On Tuesday February 13, a day before Valentine’s Day, people from across Ontario showed their love for Tim Horton’s workers and spread the word about the new laws for workers in the province.

The Valentine’s event, set for the 13th to respect the annual February 14 Strawberry Ceremony for missing and murdered indigenous women, took place in more than 250 Tim Horton’s locations in 30 cities. Fighters for $15 and Fairness and union members showed up to deliver Valentine’s cards, chocolates and gifts to Tim Horton’s workers with posters advertising the new laws governing workplaces in Ontario since the passing of Bill 148.

Since January, many Tim Horton’s franchises have been exposed for cutting benefits and perks, taking away paid breaks and generally trying to punish workers for the increased minimum wage and other labour law improvements. The $15 and Fairness campaign and the Ontario Federation of Labour have been organizing actions to draw attention to Tim Horton’s and its parent company Restaurant Brands International. The goal is to shame them into reversing the cuts, show employers around the province that you can’t bully your workers and get away with it, while simultaneously reaching out to workers at Tim Horton’s and elsewhere; showing them solidarity and informing them of their rights.

The passing of Bill 148 and the business backlash demonstrate that the movement for $15 and Fairness is not over. The passing of the Bill represented a huge victory for workers across the province who hit the streets, hounded MPPs, petitioned, protested, occupied and went on strike for $15 and Fairness. We have to defend the gains of the bill and fight for more.

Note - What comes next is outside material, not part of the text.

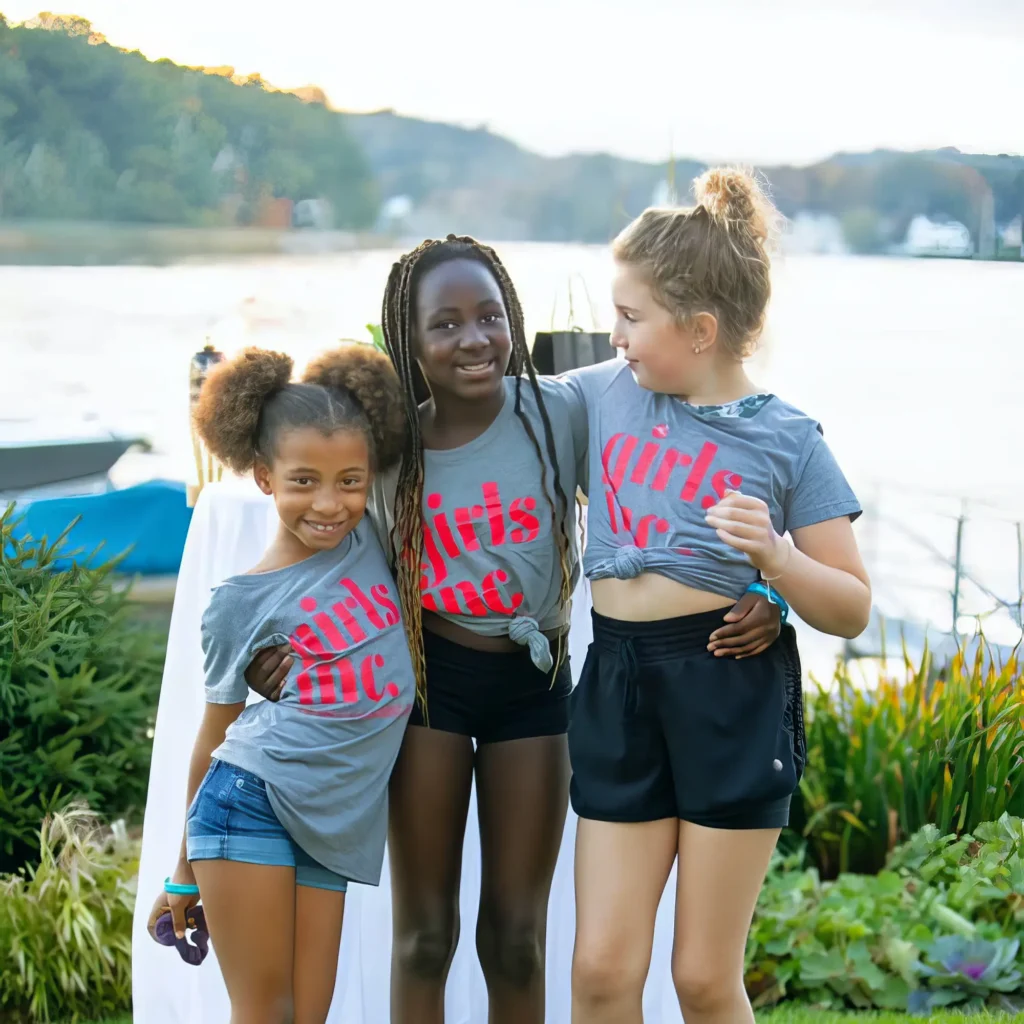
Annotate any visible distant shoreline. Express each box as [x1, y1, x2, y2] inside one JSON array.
[[0, 220, 1022, 267], [0, 221, 393, 266]]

The actions in support of Tim Horton’s workers are a part of that fight, pressing businesses looking to punish workers and putting pressure on the Liberals, NDP, Tories or anyone who would hope to govern the province after June, 2018.

While tarnishing the brand’s reputation and consumer threats have shown the power and popularity of the decent work message, the real power to enforce these labour laws will come from inside these restaurants. Tim Horton’s workers and others facing employer backlash are the source of their bosses’ profits. Collectively organized and uniting together, they can face down their employers and demand much more. Spreading the word to people in workplaces across the province about what has been won, what is under attack and how we can defend and extend those gains is an important step towards building that power.